ZFS Replication on Proxmox: Sync Data Between Nodes
Learn how to set up ZFS replication on Proxmox to sync datasets between nodes for disaster recovery, offsite backup, and HA storage redundancy.
On this page
If you're running Proxmox VE with ZFS and you're not replicating your datasets to at least one other node, you're one drive failure away from a very bad day. ZFS replication using zfs send and zfs receive is one of the most powerful and underutilized tools in the homelab admin's toolkit — and Proxmox makes it surprisingly approachable once you understand the mechanics.
This guide walks you through setting up incremental ZFS replication between two Proxmox nodes, automating it with a cron job, and verifying your replicas are actually usable when you need them.
Why ZFS Replication Over Other Backup Methods
Proxmox Backup Server (PBS) is excellent for VM and container backups, but ZFS replication serves a different purpose. With zfs send/receive, you're transferring an exact byte-for-byte snapshot of your dataset — including all metadata, compression, and deduplication tables.
This approach has some distinct advantages:
- Incremental transfers — after the initial full send, only changed blocks are transferred
- Dataset-level granularity — replicate individual datasets, not entire pools
- Application-consistent snapshots — combined with VM quiescing, you get crash-consistent replicas
- Fast recovery — the replica is immediately mountable on the destination node
It's not a replacement for PBS, but it complements it well.
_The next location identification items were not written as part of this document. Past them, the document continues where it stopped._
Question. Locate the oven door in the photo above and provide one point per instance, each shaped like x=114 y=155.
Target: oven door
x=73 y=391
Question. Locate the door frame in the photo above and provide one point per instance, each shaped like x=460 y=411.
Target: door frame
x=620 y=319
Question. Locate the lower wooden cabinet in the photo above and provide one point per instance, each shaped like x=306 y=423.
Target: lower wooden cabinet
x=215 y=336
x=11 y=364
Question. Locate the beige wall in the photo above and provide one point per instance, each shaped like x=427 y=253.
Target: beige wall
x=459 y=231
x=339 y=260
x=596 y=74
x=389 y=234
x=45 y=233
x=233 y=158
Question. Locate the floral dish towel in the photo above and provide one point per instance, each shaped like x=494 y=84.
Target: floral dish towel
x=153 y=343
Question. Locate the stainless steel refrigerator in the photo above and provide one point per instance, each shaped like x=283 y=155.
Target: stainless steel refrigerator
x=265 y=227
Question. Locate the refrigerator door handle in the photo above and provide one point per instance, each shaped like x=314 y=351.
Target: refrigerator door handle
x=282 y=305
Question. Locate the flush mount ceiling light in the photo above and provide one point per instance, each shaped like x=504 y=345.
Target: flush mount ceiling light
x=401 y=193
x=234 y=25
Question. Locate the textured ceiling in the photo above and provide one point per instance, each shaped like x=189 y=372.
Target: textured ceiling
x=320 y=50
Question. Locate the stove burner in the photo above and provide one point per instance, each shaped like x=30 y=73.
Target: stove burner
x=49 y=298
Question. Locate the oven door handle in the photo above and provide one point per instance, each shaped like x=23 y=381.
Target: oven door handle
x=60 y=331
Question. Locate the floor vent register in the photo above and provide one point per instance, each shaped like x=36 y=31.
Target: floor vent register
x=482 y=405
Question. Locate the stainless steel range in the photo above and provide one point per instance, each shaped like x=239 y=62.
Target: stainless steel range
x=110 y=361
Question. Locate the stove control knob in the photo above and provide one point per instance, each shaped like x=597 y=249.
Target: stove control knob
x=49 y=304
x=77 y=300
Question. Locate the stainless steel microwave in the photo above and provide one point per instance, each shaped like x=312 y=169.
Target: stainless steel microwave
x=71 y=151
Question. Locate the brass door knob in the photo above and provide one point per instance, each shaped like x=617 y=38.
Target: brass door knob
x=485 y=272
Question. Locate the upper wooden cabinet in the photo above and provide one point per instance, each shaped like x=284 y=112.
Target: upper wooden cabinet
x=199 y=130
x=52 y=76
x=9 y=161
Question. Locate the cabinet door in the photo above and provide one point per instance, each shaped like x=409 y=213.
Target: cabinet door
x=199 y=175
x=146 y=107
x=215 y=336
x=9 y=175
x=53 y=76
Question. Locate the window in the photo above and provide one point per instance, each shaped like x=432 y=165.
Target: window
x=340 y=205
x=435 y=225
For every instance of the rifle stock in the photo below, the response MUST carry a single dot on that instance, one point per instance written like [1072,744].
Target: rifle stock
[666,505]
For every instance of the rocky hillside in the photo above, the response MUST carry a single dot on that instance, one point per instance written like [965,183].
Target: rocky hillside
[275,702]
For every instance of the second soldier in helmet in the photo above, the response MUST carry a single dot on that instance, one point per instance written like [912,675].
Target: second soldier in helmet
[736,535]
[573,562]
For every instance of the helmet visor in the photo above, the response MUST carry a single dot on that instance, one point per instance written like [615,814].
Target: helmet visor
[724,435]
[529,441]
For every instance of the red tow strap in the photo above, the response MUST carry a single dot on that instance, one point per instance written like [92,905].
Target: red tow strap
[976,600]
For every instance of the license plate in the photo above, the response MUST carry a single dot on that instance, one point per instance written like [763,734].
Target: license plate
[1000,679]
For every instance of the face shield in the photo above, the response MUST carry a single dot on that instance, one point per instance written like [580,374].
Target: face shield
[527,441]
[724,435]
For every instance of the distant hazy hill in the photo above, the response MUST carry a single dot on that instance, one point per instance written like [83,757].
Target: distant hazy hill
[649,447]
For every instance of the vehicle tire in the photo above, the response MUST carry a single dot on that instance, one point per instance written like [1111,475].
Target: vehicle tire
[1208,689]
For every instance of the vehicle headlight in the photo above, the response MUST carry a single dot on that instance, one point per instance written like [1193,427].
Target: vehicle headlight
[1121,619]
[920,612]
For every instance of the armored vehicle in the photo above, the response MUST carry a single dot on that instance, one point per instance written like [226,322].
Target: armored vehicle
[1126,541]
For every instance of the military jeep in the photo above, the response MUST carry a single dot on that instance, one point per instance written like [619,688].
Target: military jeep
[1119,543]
Use PBS for point-in-time VM recovery, and ZFS replication for fast node failover.
Prerequisites
Before you start, make sure you have:
- Two Proxmox nodes, each with a ZFS pool
- SSH access between nodes (ideally key-based)
- Root or a privileged user with ZFS delegation rights
- Network connectivity between nodes (a dedicated storage VLAN is ideal)
For this guide, we'll call the source node pve1 (IP: 192.168.10.11) and the destination node pve2 (IP: 192.168.10.12). Our source dataset is rpool/data/vm-100-disk-0.
Setting Up SSH Key Authentication
ZFS replication over SSH requires passwordless login between nodes. On pve1, generate an SSH key pair if you don't already have one:
ssh-keygen -t ed25519 -C "pve1-zfs-replication" -f /root/.ssh/zfs_replication
Copy the public key to pve2:
ssh-copy-id -i /root/.ssh/zfs_replication.pub root@192.168.10.12
Test the connection:
ssh -i /root/.ssh/zfs_replication root@192.168.10.12 "hostname"
You should see pve2 printed back. If you get prompted for a password, the key wasn't accepted — double-check the authorized_keys file on the destination.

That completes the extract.